Le soleil au zénith.
La première crème solaire à très haute protection, anciennement considérée comme écran total (IP 50+ Roc) a été lancée en 1957. En 1961, naîtra le premier soin solaire de la marque Biotherm alliant protection et plaisir Très avant-gardiste, la marque propose en 1972 les solaires anti-âge pour profiter du soleil sans en payer les conséquences.
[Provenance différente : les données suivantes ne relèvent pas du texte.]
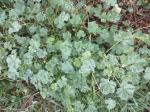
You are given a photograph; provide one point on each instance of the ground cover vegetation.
(74, 56)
Mais à cette époque, les méfaits du soleil sont mal connus et les candidat(e)s au bronzage ne leur accordent que peu d’intérêt.
Les sacs de plage débordent d’Ambre solaire, d’huile de bergamote, de graisse à traire… Pour beaucoup, les souvenirs restent cuisants. Le nombre de cancers cutanés ayant explosé ces dernières décennies, la recherche s’est complètement investie sur une meilleure connaissance des effets néfastes des rayons UV sur la peau. Ce fut d’abord les UVB qui ont été passés au crible. À l’époque, en l’absence de méthode standard pour calculer le facteur de protection solaire (SPF), les enchères montaient vite : SPF 40, 60, 100 voire 120.
Qui dit mieux ? Le pharmacien avait du mal à s’y retrouver dans ses conseils. À présent, comme la vitesse en ville, on ne dépasse pas le 50. Puis ce fut au tour des UVA de montrer leur dangerosité. En 1982, le Mexoryl SX anti-UVA révolutionne la protection solaire. Il sera intégré pour la première fois dans la gamme solaire de Vichy, Capital Soleil. La révolution se poursuit avec la mise au point dès 1989 du Mexoryl XL, anti-UVA et UVB. La première gamme à en bénéficier en 1999 est Anthélios. Les gammes proposent aujourd’hui des soins dédiés non seulement à la protection contre l’ensemble des UV mais au vieillissement cutané photo-induit et à l’hyperpigmentation.